4 Giugno 2015, di Redazione Wall Street Italia

ROMA (WSI) – Nuovo affondo dell’ex premier Enrico Letta all’attuale presidente del Consiglio, Matteo Renzi. In una intervista rilasciata a l’Espresso, Letta afferma che l’errore più grande di Renzi è “il sistema istituzionale che sta costruendo, fondato sul sindaco d’Italia che non funzionerà ed è pericoloso per il Paese”.

Si tratta di “un doppio errore”, dal momento che “si dà ai cittadini l’illusione che basti affidare tutto a una sola persona per risolvere i problemi del Paese. Non è così: un sistema ben funzionante si fonda su pesi e contrappesi”.

Il secondo errore che l’attuale premier sta commettendo è “di prospettiva. Il sindaco d’Italia è un modello costruito a immagine e somiglianza di chi l’ha voluto, pensando a se stesso. Ma non vorrei che, come è avvenuto per altre leggi elettorali, si pensi a una riforma con la sicurezza di esserne i beneficiari e invece poi arrivino altri ad approfittarne. Il Movimento 5 Stelle non scomparirà. Non vorrei che un giorno scoprissimo che sindaco d’Italia, invece di Renzi, è stato eletto Luigi Di Maio”.
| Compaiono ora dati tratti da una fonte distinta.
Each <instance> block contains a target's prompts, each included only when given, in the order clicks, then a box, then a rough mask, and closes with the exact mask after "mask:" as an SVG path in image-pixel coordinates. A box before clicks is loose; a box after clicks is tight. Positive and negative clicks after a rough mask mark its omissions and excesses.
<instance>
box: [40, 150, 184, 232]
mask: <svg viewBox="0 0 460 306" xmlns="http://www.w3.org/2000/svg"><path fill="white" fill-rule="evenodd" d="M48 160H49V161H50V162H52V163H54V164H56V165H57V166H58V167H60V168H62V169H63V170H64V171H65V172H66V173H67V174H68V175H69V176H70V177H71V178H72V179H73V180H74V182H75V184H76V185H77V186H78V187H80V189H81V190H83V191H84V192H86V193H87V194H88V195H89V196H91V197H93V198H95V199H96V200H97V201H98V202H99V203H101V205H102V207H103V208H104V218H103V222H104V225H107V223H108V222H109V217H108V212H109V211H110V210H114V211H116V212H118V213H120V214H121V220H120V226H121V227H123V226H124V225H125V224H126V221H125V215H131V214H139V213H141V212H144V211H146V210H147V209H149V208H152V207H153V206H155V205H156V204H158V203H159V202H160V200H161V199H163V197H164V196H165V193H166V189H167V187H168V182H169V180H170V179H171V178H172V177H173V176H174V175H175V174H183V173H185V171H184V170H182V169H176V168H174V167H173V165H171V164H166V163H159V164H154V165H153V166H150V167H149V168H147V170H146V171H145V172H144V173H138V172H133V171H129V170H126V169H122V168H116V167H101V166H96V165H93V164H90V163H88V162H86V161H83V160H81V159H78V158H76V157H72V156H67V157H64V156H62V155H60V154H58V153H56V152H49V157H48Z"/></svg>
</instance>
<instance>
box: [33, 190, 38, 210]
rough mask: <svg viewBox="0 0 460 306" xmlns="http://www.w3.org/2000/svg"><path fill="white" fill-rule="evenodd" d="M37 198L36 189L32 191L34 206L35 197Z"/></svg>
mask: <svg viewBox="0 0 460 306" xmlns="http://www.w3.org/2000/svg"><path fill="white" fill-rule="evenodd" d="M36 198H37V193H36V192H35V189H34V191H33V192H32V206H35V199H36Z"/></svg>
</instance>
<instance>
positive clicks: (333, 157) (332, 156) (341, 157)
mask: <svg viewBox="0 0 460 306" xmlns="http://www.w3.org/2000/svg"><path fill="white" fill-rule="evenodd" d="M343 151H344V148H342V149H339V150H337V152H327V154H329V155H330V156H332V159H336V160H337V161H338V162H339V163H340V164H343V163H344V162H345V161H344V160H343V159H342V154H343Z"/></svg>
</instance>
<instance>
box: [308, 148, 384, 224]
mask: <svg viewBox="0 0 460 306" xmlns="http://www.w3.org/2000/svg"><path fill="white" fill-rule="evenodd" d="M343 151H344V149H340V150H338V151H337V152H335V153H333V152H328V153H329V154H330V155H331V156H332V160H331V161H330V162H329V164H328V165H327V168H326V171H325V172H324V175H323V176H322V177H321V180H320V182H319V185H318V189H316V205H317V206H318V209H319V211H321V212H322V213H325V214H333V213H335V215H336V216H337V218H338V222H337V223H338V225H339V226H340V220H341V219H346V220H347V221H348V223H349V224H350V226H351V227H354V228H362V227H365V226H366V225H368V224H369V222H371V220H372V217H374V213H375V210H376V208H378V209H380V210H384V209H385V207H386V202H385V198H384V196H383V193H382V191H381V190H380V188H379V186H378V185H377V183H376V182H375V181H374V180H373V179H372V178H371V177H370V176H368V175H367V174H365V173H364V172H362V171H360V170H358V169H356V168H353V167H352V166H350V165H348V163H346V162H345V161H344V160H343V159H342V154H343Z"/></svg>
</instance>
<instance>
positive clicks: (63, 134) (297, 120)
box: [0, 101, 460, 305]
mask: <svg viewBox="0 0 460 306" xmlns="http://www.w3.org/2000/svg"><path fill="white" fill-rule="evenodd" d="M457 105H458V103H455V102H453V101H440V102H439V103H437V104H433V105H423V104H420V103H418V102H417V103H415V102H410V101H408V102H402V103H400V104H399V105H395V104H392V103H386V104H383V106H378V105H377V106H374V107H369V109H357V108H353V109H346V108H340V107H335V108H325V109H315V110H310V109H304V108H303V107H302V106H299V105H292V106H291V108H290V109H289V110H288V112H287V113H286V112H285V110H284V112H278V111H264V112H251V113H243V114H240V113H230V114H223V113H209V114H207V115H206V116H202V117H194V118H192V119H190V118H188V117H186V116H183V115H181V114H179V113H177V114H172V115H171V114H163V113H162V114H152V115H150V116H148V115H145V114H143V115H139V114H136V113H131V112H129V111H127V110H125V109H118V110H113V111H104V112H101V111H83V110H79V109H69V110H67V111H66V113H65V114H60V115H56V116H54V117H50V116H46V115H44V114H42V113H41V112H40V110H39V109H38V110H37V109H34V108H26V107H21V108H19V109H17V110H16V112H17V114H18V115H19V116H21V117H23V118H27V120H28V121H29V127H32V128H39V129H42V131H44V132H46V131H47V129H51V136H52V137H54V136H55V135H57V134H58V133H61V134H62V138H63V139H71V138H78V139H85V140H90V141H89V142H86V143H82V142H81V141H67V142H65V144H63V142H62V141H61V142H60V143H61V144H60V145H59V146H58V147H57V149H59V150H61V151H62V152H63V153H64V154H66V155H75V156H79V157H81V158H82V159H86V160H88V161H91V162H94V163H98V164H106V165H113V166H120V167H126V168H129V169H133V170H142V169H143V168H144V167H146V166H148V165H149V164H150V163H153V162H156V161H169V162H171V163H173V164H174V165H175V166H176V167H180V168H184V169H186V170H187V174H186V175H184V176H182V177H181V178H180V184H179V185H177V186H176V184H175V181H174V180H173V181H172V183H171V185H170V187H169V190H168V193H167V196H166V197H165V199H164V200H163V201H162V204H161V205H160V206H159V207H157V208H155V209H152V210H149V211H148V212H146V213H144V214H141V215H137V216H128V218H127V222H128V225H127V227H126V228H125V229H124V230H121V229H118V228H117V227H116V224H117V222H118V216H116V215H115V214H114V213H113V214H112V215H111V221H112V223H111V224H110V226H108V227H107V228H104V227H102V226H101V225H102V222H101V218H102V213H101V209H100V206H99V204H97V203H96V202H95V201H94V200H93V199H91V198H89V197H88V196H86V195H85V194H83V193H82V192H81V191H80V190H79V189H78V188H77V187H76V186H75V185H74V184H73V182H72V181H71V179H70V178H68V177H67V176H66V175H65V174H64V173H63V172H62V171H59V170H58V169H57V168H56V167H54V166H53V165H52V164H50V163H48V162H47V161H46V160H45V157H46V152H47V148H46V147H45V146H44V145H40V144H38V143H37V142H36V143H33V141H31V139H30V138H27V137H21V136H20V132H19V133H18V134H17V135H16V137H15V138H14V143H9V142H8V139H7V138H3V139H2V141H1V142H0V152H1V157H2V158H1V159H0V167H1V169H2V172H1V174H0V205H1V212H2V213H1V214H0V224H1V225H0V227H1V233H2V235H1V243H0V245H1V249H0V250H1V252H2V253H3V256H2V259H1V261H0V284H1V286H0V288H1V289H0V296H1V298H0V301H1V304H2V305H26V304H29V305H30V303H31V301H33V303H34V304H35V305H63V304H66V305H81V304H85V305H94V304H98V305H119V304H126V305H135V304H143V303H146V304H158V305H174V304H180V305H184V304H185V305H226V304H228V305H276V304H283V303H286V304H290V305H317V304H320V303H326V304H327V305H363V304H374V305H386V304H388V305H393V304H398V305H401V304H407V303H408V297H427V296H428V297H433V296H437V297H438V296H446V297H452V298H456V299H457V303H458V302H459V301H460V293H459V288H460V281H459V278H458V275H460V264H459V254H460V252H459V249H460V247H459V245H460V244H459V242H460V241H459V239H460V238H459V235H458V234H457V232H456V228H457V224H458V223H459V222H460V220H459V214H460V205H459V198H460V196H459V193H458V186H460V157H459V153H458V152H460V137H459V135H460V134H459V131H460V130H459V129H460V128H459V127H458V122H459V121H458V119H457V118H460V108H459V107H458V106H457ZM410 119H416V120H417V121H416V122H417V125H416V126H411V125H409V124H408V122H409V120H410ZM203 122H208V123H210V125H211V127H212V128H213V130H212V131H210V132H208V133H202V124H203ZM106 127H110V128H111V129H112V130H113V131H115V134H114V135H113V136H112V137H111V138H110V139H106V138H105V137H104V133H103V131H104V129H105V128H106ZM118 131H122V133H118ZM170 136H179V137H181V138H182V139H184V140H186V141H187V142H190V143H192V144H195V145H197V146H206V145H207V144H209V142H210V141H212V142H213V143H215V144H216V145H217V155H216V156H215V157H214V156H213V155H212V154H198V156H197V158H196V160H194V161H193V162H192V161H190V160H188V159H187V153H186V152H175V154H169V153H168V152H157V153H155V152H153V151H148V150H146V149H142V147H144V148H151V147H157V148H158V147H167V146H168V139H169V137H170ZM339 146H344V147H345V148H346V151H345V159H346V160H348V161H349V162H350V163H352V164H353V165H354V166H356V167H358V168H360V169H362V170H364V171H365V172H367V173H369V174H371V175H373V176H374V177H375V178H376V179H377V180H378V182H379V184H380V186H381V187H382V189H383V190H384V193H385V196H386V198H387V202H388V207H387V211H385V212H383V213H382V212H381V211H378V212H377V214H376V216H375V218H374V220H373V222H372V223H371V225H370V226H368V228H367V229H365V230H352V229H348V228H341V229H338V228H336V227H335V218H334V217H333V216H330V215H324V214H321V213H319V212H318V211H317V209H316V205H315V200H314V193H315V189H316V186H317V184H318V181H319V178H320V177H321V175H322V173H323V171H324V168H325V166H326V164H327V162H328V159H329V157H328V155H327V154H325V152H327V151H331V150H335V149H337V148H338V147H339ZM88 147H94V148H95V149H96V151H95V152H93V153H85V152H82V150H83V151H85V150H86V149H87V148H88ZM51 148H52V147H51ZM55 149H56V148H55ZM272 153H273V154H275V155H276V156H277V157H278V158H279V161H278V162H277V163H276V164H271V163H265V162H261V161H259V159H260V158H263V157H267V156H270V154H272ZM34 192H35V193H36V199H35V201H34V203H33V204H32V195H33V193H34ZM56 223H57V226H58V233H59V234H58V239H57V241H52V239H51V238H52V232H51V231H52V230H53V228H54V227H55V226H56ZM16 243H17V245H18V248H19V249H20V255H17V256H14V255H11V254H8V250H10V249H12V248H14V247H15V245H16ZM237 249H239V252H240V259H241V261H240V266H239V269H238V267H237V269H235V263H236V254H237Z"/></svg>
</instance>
Sull’Italicum e la riforma costituzionale del Senato che Renzi tanto promuove, Letta ha detto che se entrambe le riforme fossero esistite già nel 2011 o nel 2008, “Berlusconi avrebbe governato da solo, senza contrappesi né politici né istituzionali: non sarebbe stato costretto a cercare quei compromessi con gli altri partiti della sua maggioranza che hanno permesso di evitare danni peggiori”.
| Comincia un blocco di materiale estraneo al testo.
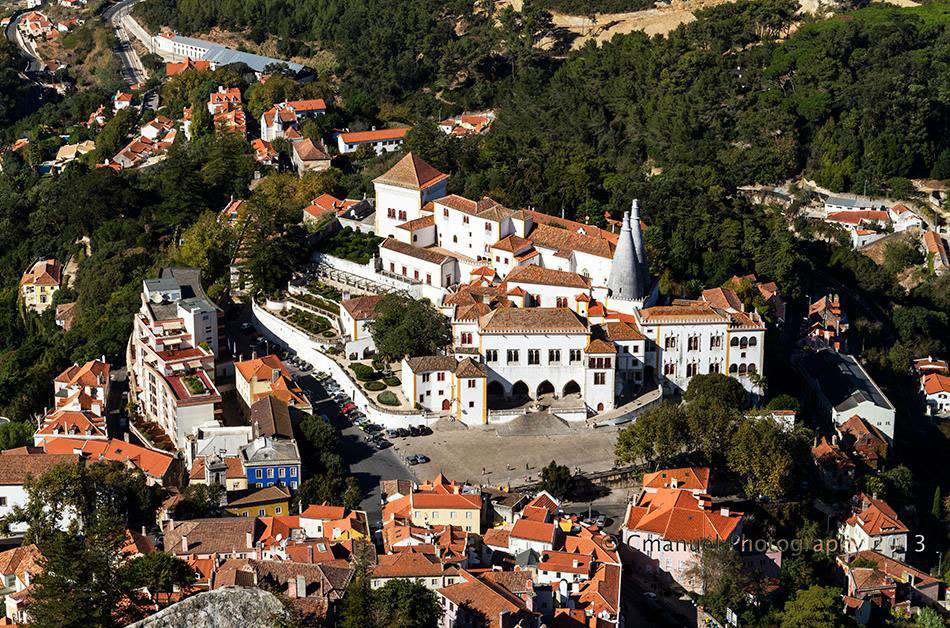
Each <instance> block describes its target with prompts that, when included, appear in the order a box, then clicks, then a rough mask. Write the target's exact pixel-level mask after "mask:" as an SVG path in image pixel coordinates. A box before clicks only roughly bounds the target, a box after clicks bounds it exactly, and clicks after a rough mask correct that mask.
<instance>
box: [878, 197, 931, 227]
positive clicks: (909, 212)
mask: <svg viewBox="0 0 950 628" xmlns="http://www.w3.org/2000/svg"><path fill="white" fill-rule="evenodd" d="M887 215H888V217H889V218H890V219H891V223H892V224H893V225H894V231H906V230H907V229H910V228H915V229H923V228H924V224H925V223H924V220H923V218H921V217H920V216H918V215H917V214H916V213H915V212H914V211H913V210H911V209H910V207H908V206H907V205H905V204H904V203H897V204H896V205H894V206H893V207H891V208H890V209H889V210H887Z"/></svg>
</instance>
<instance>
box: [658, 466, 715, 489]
mask: <svg viewBox="0 0 950 628" xmlns="http://www.w3.org/2000/svg"><path fill="white" fill-rule="evenodd" d="M661 489H680V490H684V491H690V492H692V493H693V494H694V495H700V494H704V495H705V494H708V493H709V467H681V468H678V469H660V470H659V471H655V472H653V473H644V474H643V490H644V492H647V493H656V492H657V491H659V490H661Z"/></svg>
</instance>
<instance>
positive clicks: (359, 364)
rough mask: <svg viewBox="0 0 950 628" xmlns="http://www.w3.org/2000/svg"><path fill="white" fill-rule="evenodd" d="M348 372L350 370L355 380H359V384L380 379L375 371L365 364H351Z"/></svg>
mask: <svg viewBox="0 0 950 628" xmlns="http://www.w3.org/2000/svg"><path fill="white" fill-rule="evenodd" d="M350 370H352V371H353V374H354V375H356V379H358V380H360V381H361V382H368V381H372V380H376V379H379V378H380V377H382V376H381V375H380V373H379V372H378V371H377V370H376V369H374V368H373V367H371V366H367V365H365V364H359V363H356V364H351V365H350Z"/></svg>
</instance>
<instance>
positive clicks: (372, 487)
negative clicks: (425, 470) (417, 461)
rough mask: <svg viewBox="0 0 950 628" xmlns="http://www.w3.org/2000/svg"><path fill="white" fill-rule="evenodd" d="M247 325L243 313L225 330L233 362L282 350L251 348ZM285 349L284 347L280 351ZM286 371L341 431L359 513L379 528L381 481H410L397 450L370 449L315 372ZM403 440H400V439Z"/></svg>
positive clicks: (342, 449)
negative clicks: (362, 500)
mask: <svg viewBox="0 0 950 628" xmlns="http://www.w3.org/2000/svg"><path fill="white" fill-rule="evenodd" d="M249 321H250V316H249V312H248V310H247V309H245V310H244V311H243V312H242V313H241V314H240V316H238V318H237V319H236V320H233V321H230V322H227V323H226V325H225V328H226V330H227V335H228V338H229V339H230V340H231V341H233V342H234V343H235V344H236V347H235V348H234V355H235V357H236V359H241V358H242V357H243V359H248V358H250V356H251V353H252V352H253V351H256V352H257V354H258V355H267V354H268V353H273V352H274V351H277V350H279V349H281V347H275V346H274V345H273V344H271V343H269V342H266V341H265V343H262V344H261V345H260V346H259V347H252V344H251V339H252V338H253V336H254V330H253V329H251V330H246V331H245V330H242V329H241V324H242V323H247V322H249ZM283 348H286V347H283ZM287 368H288V369H290V371H291V373H292V374H293V376H294V379H296V381H297V383H298V384H300V387H301V388H302V389H303V390H304V392H305V393H307V397H308V398H309V399H310V403H311V404H312V405H313V412H314V414H318V415H319V414H325V415H326V416H327V417H328V418H329V419H330V422H331V423H332V424H333V425H334V427H337V428H338V429H339V430H340V434H341V449H340V452H339V453H340V455H342V456H343V460H344V462H346V463H347V464H348V465H349V467H350V474H351V475H352V476H353V477H355V478H356V479H357V481H358V482H359V483H360V488H362V489H363V494H364V495H365V496H366V497H365V498H364V499H363V501H362V502H361V503H360V509H361V510H365V511H366V514H367V516H368V517H369V522H370V525H371V526H377V527H378V526H379V525H380V521H381V518H382V505H381V504H380V495H379V481H380V480H411V479H413V475H412V473H411V471H410V470H409V467H407V466H406V465H405V464H404V463H403V462H402V459H401V457H400V454H399V452H398V450H397V447H390V448H388V449H383V450H382V451H376V450H375V449H372V448H371V447H370V446H369V445H367V443H366V438H365V435H364V434H363V431H362V430H360V429H359V428H357V427H356V426H355V425H353V424H351V423H350V422H349V421H348V420H347V419H346V418H345V417H344V416H343V415H342V414H341V413H340V408H339V406H338V405H337V404H336V403H335V402H334V401H333V400H332V399H330V398H329V396H328V395H327V393H326V391H325V390H324V388H323V386H321V385H320V383H319V382H318V381H317V380H316V379H315V378H314V377H313V375H314V372H313V371H310V372H309V373H304V372H301V371H300V369H297V368H295V367H293V366H291V365H290V364H287ZM400 440H403V439H400Z"/></svg>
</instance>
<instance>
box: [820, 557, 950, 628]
mask: <svg viewBox="0 0 950 628" xmlns="http://www.w3.org/2000/svg"><path fill="white" fill-rule="evenodd" d="M836 562H837V564H838V567H839V568H840V569H841V570H842V571H843V572H844V576H845V581H846V583H847V597H846V598H845V599H846V600H847V598H852V599H854V600H860V601H867V602H870V611H871V615H872V617H873V616H876V617H874V618H876V619H878V620H881V619H884V618H889V617H891V612H892V611H893V610H896V609H903V610H905V611H908V612H910V613H911V614H913V613H914V611H916V610H919V609H921V608H928V607H929V608H936V609H938V610H940V611H943V610H944V609H945V608H946V585H945V584H944V583H943V582H941V581H940V580H939V579H937V578H934V577H933V576H931V575H930V574H928V573H927V572H925V571H922V570H920V569H916V568H914V567H911V566H910V565H908V564H906V563H903V562H901V561H899V560H896V559H894V558H890V557H888V556H885V555H884V554H882V553H880V552H877V551H874V550H868V549H865V550H861V551H857V552H851V553H847V554H843V555H841V556H838V558H837V561H836ZM861 606H863V605H858V604H854V605H851V604H849V607H852V608H861ZM856 618H857V619H858V623H868V622H867V620H869V619H871V617H866V618H865V621H863V622H862V621H861V618H860V617H856Z"/></svg>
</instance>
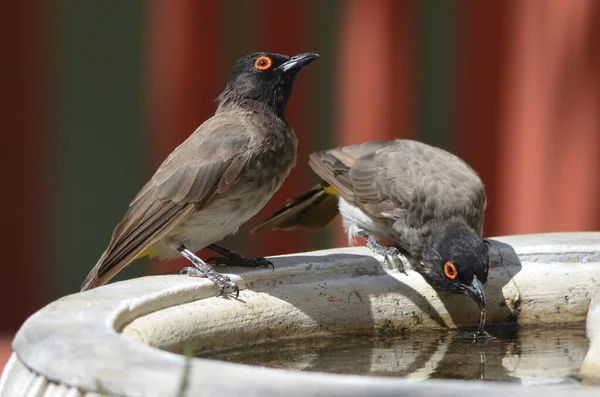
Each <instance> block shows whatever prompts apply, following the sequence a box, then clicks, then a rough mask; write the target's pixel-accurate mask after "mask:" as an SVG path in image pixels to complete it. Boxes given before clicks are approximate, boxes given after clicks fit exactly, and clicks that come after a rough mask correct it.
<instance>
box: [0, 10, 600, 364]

Letta è stato categorico. “Bisogna ripensare il percorso costituzionale. Il sistema che stiamo costruendo non funzionerà ed è pericoloso per l`Italia. Il modello sindaco d’Italia va bene per i Comuni, ma in chiave nazionale l`unico paese che ha un sistema simile è la Francia, con l`elezione diretta del presidente, e non funziona più neppure lì. Nel 2002 Jacques Chirac andò al ballottaggio contro Jean Marie Le Pen e nel secondo turno gli elettori di destra e di sinistra si unirono per votare per il presidente uscente. Oggi non sarebbe più così. Chi oggi avesse la tentazione di trasformare le elezioni in un referendum pro o contro se stesso domani rischierebbe di perderlo”.
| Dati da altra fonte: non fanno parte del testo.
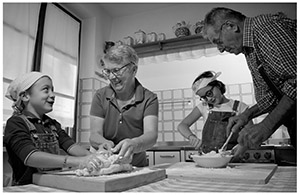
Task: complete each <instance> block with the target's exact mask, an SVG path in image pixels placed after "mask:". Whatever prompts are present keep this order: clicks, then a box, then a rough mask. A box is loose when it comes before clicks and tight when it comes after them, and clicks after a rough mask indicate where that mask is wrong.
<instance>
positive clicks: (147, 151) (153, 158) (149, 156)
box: [146, 151, 154, 166]
mask: <svg viewBox="0 0 300 195" xmlns="http://www.w3.org/2000/svg"><path fill="white" fill-rule="evenodd" d="M153 153H154V152H148V151H147V152H146V157H147V161H148V166H153V165H154V157H153Z"/></svg>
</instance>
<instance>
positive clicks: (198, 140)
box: [189, 135, 202, 150]
mask: <svg viewBox="0 0 300 195" xmlns="http://www.w3.org/2000/svg"><path fill="white" fill-rule="evenodd" d="M189 142H190V144H191V145H192V146H193V147H195V149H196V150H199V149H200V146H201V143H202V142H201V140H200V139H198V138H197V137H196V136H195V135H191V136H189Z"/></svg>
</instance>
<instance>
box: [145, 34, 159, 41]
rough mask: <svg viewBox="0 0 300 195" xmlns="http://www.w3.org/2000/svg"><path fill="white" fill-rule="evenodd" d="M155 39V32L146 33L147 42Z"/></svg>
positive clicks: (156, 36) (155, 39) (154, 39)
mask: <svg viewBox="0 0 300 195" xmlns="http://www.w3.org/2000/svg"><path fill="white" fill-rule="evenodd" d="M156 40H157V34H156V33H155V32H151V33H148V34H147V43H151V42H155V41H156Z"/></svg>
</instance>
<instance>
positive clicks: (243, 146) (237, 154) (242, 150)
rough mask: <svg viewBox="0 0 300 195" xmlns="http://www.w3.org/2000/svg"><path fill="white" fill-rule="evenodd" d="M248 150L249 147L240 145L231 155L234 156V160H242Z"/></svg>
mask: <svg viewBox="0 0 300 195" xmlns="http://www.w3.org/2000/svg"><path fill="white" fill-rule="evenodd" d="M247 150H248V147H247V146H242V145H240V144H237V145H235V146H234V147H233V148H232V150H231V153H232V154H233V158H234V159H237V160H239V159H241V158H242V157H243V155H244V153H245V152H246V151H247Z"/></svg>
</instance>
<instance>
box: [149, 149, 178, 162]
mask: <svg viewBox="0 0 300 195" xmlns="http://www.w3.org/2000/svg"><path fill="white" fill-rule="evenodd" d="M180 159H181V158H180V151H158V152H157V151H155V152H154V163H155V165H158V164H163V163H177V162H180Z"/></svg>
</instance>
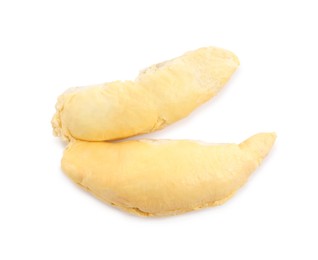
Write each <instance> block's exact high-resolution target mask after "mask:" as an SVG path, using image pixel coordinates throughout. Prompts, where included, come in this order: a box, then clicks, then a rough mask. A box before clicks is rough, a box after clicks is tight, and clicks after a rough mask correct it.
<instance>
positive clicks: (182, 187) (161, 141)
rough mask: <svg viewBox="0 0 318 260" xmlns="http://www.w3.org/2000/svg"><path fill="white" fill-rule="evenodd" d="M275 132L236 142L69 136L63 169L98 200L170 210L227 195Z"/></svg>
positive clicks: (243, 178)
mask: <svg viewBox="0 0 318 260" xmlns="http://www.w3.org/2000/svg"><path fill="white" fill-rule="evenodd" d="M275 138H276V136H275V134H273V133H261V134H257V135H254V136H252V137H250V138H249V139H247V140H246V141H244V142H243V143H241V144H239V145H237V144H218V145H215V144H213V145H212V144H204V143H202V142H197V141H189V140H157V141H156V140H139V141H126V142H119V143H108V142H85V141H73V142H71V143H70V144H69V146H68V147H67V148H66V150H65V152H64V156H63V159H62V169H63V171H64V172H65V173H66V174H67V175H68V176H69V177H70V178H71V179H72V180H73V181H74V182H75V183H77V184H79V185H80V186H81V187H83V188H84V189H86V190H87V191H89V192H91V193H92V194H94V195H95V196H96V197H98V198H100V199H101V200H103V201H104V202H107V203H109V204H111V205H114V206H117V207H119V208H121V209H124V210H126V211H128V212H131V213H135V214H138V215H142V216H166V215H176V214H180V213H184V212H188V211H191V210H196V209H200V208H205V207H209V206H216V205H220V204H222V203H223V202H225V201H226V200H227V199H229V198H230V197H231V196H232V195H233V194H234V193H235V192H236V191H237V190H238V189H239V188H240V187H241V186H242V185H243V184H244V183H245V182H246V181H247V179H248V177H249V176H250V174H251V173H252V172H253V171H254V170H255V169H256V168H257V167H258V166H259V165H260V163H261V162H262V160H263V159H264V157H265V156H266V155H267V154H268V152H269V151H270V149H271V147H272V145H273V143H274V141H275Z"/></svg>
Il Pd nell’ultimo anno “ha vissuto in una bolla”, dopo il “risultato assolutamente straordinario” alle europee, sottovalutando il M5S.

“Siamo rimasti bloccati su questa lettura superficiale, in questi mesi di grande conformismo si è ripetuto che il governo di Renzi aveva sgonfiato Grillo. Oggi ci siamo accorti che M5S è presente, per la prima volta in un voto regionale” e le elezioni “hanno confermato che la forza elettorale del movimento di Grillo è un dato strutturale, non episodico”.

Dal voto di domenica arriva quindi una lezione e cioè che “non si può fare tutto da soli. Può esserci un innamoramento per una leadership forte. Nel 1994 dopo due mesi di governo Silvio Berlusconi alle elezioni europee prese il trenta per cento da solo. Ma sono fenomeni temporanei».

“Chi governa l`Italia oggi, invece di pensare a come accumulare ancora più potere, invece di farsi approvare la legge elettorale da solo, deve concentrarsi esclusivamente su come cogliere i fattori favorevoli alla ripresa. Ora Renzi – è stato l’invito di Letta – deve cambiare passo. È il momento di chiudere con la spigolosità di questi mesi, smettere di dividere, provare a unire».

L’ex premier, di fronte al decisionismo di Renzi, ha sostenuto che certamente “anch`io penso che debba venire il momento della decisione. Ma l`Italia è un paese complesso, in cui non si sfugge dalla necessità di unire. La scorciatoia di dare tutto il potere in mano a una sola persona può affascinare in un periodo, ma poi non funziona. Bisogna fare le coalizioni” e dopo aver unito “bisogna avere la pazienza di lavorare di ago, filo e cacciavite e non con il bulldozer».